The codebase is primarily adapted from two excellent de novo molecular design frameworks:
GuacaMol for reward based reinforcement learning: https://github.com/BenevolentAI/guacamol
MOSES for the VAE implementation: https://github.com/molecularsets/moses
A key resource to the POLYGON framework is experimental binding data of small molecule ligands.

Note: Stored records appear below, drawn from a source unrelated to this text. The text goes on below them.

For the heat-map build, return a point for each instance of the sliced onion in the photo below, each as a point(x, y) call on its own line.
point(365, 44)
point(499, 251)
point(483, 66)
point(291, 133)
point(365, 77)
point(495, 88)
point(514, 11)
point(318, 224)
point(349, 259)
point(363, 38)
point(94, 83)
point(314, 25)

We use the BindingDB as a source for this information, which can be found here: https://www.bindingdb.org/rwd/bind/chemsearch/marvin/Download.jsp
Input molecule training datasets are available from the GuacaMol package: https://github.com/BenevolentAI/guacamol
POLYGON has been testing on Python version 3.9.16.
Installation of POLYGON with pip will automatically install the necessary dependencies, which are:
conda install -c conda-force rdkit
conda install pytorch::pytorch -c pytorch
conda install numpy pandas scikit-learn
git clone https://github.com/bpmunson/polygon.git
cd polygon
pip install .
optionally install cudatoolkit for gpu acceleration in pytorch for example:
conda install cudatoolkit=11.1 -c conda-forge
or see https://pytorch.org/ for specific installation instructions.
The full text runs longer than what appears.